The timing coincides with broader standardization efforts. Anthropic donated the Model Context Protocol to the Linux Foundation on December 9, and both companies co-founded the Agentic AI Foundation alongside Block. Google, Microsoft, and AWS joined as members.
The foundation will steward MCP, Block’s goose project, and OpenAI’s AGENTS.md specification. Skills fit naturally into this standardization push—reusable capability modules that work across platforms.
What This Means for AI Coding Tools
The skills architecture matters most for AI coding tools, where specialized knowledge dramatically improves output quality. A skill for React development might specify component patterns, state management preferences, and testing conventions. A skill for database migrations could include safety checks and rollback procedures.
AI coding startups like Cursor have built businesses on making AI more useful for specific development tasks. The skills framework gives model providers a standardized way to offer similar customization—potentially threatening or complementing third-party tools depending on execution.
For enterprise developers, interoperable skills mean institutional knowledge becomes portable. A company’s internal coding standards, security requirements, and workflow preferences can be encoded once and applied across whatever AI tools the team uses.
The Strategic Subtext
OpenAI’s adoption carries strategic implications. The company has historically favored proprietary approaches—GPT Actions, custom GPTs, platform-specific integrations. Skills represent a pivot toward open standards that work across tools.
One interpretation: OpenAI recognizes that developer ecosystems matter more than proprietary lock-in at this stage. If skills become standard, being compatible matters more than controlling the specification.
Another interpretation: competing with Anthropic’s developer experience requires matching its features. Claude Code has grown aggressively, reaching $1 billion in annualized revenue and integrating into Slack.
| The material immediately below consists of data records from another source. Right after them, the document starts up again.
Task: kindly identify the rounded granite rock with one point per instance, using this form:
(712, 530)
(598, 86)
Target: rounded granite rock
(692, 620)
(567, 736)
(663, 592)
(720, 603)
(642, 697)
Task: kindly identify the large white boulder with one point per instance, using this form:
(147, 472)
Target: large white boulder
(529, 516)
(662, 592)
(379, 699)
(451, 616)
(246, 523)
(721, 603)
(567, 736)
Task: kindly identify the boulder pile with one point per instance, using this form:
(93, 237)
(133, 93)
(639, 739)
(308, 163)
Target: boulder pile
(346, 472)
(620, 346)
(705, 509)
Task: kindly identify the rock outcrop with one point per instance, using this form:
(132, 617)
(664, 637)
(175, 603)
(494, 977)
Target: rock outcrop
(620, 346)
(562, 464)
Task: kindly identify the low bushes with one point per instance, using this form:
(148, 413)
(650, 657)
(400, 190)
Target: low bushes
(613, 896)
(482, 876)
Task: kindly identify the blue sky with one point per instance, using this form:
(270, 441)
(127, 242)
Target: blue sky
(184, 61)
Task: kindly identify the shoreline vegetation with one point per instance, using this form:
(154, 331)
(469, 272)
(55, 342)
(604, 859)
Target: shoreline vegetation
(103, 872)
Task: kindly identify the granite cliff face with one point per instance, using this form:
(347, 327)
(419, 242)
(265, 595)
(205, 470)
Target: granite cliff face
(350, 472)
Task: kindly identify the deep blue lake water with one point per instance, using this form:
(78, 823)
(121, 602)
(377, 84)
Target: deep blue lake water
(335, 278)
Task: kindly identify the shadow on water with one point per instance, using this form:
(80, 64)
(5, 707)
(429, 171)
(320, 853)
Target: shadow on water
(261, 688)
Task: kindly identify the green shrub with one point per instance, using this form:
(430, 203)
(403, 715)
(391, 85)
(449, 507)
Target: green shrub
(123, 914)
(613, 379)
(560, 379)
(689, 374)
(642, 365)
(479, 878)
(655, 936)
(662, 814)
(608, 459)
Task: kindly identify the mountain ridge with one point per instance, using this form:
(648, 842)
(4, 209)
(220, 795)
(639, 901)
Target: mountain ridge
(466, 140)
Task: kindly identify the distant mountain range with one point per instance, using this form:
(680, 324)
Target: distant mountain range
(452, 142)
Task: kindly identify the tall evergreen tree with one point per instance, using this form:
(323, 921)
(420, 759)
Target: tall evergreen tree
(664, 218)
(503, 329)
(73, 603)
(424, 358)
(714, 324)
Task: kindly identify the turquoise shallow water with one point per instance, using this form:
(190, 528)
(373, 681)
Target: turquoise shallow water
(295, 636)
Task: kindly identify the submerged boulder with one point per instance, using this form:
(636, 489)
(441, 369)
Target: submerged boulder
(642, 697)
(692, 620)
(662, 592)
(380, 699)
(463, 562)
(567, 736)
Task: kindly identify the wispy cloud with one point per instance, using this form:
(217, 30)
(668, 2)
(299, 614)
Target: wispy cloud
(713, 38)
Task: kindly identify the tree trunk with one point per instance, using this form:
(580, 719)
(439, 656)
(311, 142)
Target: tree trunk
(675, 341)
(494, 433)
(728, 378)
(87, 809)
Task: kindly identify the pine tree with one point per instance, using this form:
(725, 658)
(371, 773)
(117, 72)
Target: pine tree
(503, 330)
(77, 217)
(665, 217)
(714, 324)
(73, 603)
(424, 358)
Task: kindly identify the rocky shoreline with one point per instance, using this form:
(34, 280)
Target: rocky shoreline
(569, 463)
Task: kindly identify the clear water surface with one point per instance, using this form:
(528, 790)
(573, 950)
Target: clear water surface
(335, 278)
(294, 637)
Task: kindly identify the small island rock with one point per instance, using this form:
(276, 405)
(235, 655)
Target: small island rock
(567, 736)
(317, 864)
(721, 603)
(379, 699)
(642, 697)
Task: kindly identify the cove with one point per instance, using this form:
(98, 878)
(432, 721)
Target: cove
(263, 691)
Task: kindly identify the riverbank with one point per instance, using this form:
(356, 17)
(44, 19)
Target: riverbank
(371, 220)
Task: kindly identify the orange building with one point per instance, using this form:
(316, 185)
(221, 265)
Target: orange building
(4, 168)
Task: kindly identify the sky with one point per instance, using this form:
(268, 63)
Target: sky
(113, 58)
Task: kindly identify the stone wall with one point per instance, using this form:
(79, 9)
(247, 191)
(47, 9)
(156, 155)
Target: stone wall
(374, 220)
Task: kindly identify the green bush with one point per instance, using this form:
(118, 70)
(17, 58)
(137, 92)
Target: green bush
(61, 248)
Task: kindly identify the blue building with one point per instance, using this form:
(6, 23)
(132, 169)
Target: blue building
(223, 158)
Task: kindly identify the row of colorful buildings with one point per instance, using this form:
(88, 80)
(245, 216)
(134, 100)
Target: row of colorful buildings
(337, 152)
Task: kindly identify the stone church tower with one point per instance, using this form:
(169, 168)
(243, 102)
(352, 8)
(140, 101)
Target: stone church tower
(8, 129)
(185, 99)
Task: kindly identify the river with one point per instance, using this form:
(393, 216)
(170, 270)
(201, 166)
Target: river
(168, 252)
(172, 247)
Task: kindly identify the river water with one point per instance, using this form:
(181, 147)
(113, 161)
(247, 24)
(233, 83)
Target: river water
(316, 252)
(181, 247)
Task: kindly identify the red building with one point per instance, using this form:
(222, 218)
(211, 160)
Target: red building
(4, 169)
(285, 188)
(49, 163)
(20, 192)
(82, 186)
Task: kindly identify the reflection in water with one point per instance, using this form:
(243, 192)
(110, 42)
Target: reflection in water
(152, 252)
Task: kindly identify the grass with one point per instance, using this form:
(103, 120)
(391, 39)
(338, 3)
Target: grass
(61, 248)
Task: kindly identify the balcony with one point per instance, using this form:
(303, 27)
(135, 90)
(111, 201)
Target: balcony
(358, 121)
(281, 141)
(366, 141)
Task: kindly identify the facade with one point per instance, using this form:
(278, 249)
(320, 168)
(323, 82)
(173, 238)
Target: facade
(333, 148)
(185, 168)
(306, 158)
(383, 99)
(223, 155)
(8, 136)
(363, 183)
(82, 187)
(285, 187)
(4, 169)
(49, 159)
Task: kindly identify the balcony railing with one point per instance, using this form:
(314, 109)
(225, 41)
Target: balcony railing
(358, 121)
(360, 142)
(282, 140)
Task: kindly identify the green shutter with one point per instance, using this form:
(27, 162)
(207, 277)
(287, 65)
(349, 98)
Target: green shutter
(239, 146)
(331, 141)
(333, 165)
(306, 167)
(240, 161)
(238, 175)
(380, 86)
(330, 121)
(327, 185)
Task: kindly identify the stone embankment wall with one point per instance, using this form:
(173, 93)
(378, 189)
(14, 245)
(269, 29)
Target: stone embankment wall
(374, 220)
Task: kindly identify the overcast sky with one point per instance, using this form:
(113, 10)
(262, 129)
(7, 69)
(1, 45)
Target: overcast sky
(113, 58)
Skills are part of what makes Claude Code useful; OpenAI needed to respond.
The truth likely includes both factors. AI labs compete intensely on benchmarks and capabilities while collaborating on infrastructure standards that benefit everyone. Skills fall into the second category.
What Comes Next
The immediate opportunity is a skills marketplace—GitHub repositories where developers share specialized instruction sets for common tasks. Anthropic already has an anthropics/skills repository. Expect OpenAI to follow, and expect community-contributed skills to proliferate.
The longer-term question is how deeply skills integrate into AI products. Currently, they’re mostly relevant for developers using CLI tools. But the same architecture could power customization in consumer products—personalized writing assistants, specialized research tools, domain-specific chatbots.
For now, the convergence on skills represents something rare in AI: competing companies agreeing that standardization serves everyone. Whether that cooperation extends to other contentious areas—safety standards, capability disclosures, deployment guidelines—remains uncertain.
But for developers building on AI platforms, the message is clear: skills are becoming infrastructure. Learning to write them now means being prepared for how AI tools will work tomorrow.